Quello che ci dicono i Vangeli è che Maria era una vergine promessa sposa di un uomo della casa di Davide. Il Vangelo di Matteo, al capitolo primo ci dice: “Maria, essendo promessa sposa di Giuseppe, prima che andassero a vivere insieme si trovò incinta per opera dello Spirito Santo”. Esaminiamo prima di tutto la parola “promessa”: il matrimonio era un contratto stipulato da due famiglie. Il rituale aveva un rituale ben preciso. Che è poi lo stesso di oggi nella cultura ebraica. Il padre del futuro sposo andava in casa della sposa per “contrattare” il matrimonio. Se il padre della ragazza era d'accordo all’unione, versava del vino in una coppa da dare al futuro sposo. Ed era lui a mettere la coppa per terra. Se la ragazza era d'accordo, prendeva la coppa e beveva da quella stessa coppa. Questo, il rituale del matrimonio. Il ragazzo, “promesso sposo” sarebbe ritornato dopo un anno a prendere la sua sposa. Ed ecco spiegata la frase dell’evangelista “prima che andassero a vivere insieme”. Il tempo era dettato dal genitore della sposa. Solo lui aveva la possibilità di decidere quando i due sarebbero andati a vivere assieme. Ovviamente, in questo tempo, i due ragazzi non potevano unirsi intimamente. Da questo fatto, sappiamo bene che nasce tutto il dubbio di Giuseppe sulla verginità di Maria. Ma, in questo caso, il Signore non fa mancare la sua presenza nelle vite di questi due giovani: a Maria manderà l’Arcangelo Gabriele ad annunciarle il piano divino su di lei e sull’umanità intera; così farà per Giuseppe, mandando sempre un angelo ad annunciare quel famoso “non temere”.
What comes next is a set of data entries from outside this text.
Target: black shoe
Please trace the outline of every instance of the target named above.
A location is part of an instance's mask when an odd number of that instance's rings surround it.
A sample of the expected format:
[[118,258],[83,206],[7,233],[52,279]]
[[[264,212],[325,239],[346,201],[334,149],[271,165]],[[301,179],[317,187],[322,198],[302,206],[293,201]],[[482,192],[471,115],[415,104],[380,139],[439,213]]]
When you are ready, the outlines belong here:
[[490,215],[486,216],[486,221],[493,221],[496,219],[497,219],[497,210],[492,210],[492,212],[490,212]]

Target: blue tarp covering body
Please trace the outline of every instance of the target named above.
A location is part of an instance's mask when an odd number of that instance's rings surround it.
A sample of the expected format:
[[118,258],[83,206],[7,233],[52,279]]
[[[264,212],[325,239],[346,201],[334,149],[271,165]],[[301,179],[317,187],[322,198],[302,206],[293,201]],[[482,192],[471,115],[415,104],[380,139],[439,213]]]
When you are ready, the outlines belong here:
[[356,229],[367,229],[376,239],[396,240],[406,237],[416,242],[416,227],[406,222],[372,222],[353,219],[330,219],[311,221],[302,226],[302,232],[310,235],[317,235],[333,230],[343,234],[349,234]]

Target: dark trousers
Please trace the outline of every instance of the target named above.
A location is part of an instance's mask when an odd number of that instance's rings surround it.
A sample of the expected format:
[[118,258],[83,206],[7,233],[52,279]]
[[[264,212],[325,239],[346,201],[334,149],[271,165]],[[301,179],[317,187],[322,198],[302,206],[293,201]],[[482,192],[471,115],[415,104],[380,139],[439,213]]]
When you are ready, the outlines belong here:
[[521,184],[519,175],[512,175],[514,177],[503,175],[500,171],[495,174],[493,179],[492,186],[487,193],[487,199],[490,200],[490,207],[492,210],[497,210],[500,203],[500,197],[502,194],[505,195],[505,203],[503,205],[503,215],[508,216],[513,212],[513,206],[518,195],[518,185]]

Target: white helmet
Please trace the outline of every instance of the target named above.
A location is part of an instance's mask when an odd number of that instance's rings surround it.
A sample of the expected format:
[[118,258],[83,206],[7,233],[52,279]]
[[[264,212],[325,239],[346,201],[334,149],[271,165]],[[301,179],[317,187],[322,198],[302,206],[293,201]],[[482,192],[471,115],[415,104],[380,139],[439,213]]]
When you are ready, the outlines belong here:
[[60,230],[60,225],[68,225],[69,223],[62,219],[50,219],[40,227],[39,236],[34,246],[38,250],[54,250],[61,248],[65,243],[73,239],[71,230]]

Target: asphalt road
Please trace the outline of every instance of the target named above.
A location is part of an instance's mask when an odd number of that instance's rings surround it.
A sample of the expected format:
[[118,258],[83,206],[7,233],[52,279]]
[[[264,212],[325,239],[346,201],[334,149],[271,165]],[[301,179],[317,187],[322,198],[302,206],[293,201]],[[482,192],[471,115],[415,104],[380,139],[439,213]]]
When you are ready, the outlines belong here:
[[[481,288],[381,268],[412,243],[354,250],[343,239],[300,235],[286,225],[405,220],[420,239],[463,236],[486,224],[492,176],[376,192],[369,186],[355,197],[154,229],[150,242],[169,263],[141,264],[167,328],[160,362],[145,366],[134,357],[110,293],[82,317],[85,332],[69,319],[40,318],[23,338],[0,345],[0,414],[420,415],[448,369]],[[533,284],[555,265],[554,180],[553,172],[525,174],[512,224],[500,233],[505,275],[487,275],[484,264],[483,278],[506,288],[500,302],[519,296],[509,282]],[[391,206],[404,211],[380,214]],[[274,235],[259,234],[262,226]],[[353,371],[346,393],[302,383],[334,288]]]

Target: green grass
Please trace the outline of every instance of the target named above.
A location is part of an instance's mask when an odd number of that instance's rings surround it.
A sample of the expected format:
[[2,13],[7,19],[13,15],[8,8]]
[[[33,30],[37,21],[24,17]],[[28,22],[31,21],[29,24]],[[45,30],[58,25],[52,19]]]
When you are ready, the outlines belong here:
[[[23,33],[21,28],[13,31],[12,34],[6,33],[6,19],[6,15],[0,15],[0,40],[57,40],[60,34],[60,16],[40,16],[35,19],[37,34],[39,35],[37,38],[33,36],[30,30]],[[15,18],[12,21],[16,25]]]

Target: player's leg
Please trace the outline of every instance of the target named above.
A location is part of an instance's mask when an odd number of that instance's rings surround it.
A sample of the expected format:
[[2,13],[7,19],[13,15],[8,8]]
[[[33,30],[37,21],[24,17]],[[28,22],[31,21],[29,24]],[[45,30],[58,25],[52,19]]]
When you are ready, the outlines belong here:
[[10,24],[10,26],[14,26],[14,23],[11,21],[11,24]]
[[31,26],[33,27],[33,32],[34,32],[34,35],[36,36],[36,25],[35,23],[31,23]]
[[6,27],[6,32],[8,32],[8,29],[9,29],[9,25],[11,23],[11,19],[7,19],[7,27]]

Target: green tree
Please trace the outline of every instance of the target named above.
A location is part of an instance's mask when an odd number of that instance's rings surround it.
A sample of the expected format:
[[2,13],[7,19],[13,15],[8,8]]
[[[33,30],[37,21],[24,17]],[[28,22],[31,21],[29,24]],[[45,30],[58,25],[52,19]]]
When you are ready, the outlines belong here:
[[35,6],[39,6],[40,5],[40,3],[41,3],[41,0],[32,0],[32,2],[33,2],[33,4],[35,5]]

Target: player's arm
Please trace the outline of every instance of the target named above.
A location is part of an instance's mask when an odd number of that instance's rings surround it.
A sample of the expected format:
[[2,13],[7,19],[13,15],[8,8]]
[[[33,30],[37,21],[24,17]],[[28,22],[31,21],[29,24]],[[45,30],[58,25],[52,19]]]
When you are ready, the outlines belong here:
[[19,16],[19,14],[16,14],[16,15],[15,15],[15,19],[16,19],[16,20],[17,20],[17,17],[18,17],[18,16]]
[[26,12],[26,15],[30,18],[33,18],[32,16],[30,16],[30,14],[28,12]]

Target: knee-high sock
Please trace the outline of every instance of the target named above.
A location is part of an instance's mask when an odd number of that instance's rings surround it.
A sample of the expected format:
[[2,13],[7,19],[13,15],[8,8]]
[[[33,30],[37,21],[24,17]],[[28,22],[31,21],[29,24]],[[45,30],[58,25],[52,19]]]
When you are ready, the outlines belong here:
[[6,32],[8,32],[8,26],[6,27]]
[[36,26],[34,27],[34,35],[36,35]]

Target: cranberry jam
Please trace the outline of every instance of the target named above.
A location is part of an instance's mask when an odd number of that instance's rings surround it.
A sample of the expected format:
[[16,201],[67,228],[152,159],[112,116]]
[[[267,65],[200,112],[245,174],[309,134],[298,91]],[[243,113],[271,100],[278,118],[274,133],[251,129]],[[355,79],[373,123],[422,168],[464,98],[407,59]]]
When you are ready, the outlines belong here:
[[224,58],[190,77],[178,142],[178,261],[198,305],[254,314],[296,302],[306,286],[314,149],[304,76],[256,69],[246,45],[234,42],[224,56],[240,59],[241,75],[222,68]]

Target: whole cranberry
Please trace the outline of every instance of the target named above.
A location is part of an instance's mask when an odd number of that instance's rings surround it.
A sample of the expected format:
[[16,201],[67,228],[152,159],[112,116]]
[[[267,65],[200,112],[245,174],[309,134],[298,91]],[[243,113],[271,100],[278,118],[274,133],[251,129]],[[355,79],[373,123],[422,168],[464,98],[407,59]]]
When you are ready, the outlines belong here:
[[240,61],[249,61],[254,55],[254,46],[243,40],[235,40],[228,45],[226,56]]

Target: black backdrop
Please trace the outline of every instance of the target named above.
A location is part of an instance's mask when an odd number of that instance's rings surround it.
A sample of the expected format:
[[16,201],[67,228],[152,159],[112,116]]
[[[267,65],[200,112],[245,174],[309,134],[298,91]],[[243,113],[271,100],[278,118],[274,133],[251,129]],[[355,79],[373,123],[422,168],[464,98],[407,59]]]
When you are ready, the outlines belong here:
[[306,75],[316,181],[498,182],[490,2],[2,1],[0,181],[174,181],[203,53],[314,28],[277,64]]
Arriviamo, ora, al nostro oggi. I dati parlano di una crisi del matrimonio. Sono sempre meno i giovani che decidono di sposarsi. Qual è la sua analisi riguardo questo tema?
Per rispondere a una domanda del genere, mi viene in mente subito quel “non temere” che abbiamo analizzato prima. C’è molta paura del futuro, così come c’è molta paura - in una società sempre più liquida, come direbbe Bauman - del “per sempre”. C’è molto timore su questo “per sempre”! Ma, sotto questa “superficie” c’è qualcosa di ancora più profondo. Il discorso è legato alla conoscenza dell’amore, in maniera profonda. Ci si dovrebbe interrogare di più su cosa voglia dire amare che vuol dire anche sacrificio. Questa parola si cerca di scartarla, di non vederla nel mondo contemporaneo. Invece, sarebbe necessario approfondirla. La maturità dell’amore cosa significa? A questa domanda, noi cristiani, diamo una risposta ben precisa, guardando l’esempio di Abbà Padre che ci dona il Figlio, ci dona tutto il suo amore più grande. Il Padre ama immensamente il Figlio che ce lo dona. Il Figlio offre la sua vita, morendo in croce per tutti. Il Cristianesimo è capire che l’ amore di Dio è un amore in Croce che diviene Resurrezione. In sintesi: bisognerebbe riflettere di più su cosa voglia dire la parola amore e non avere paura di prendersi le responsabilità che questa parola implica.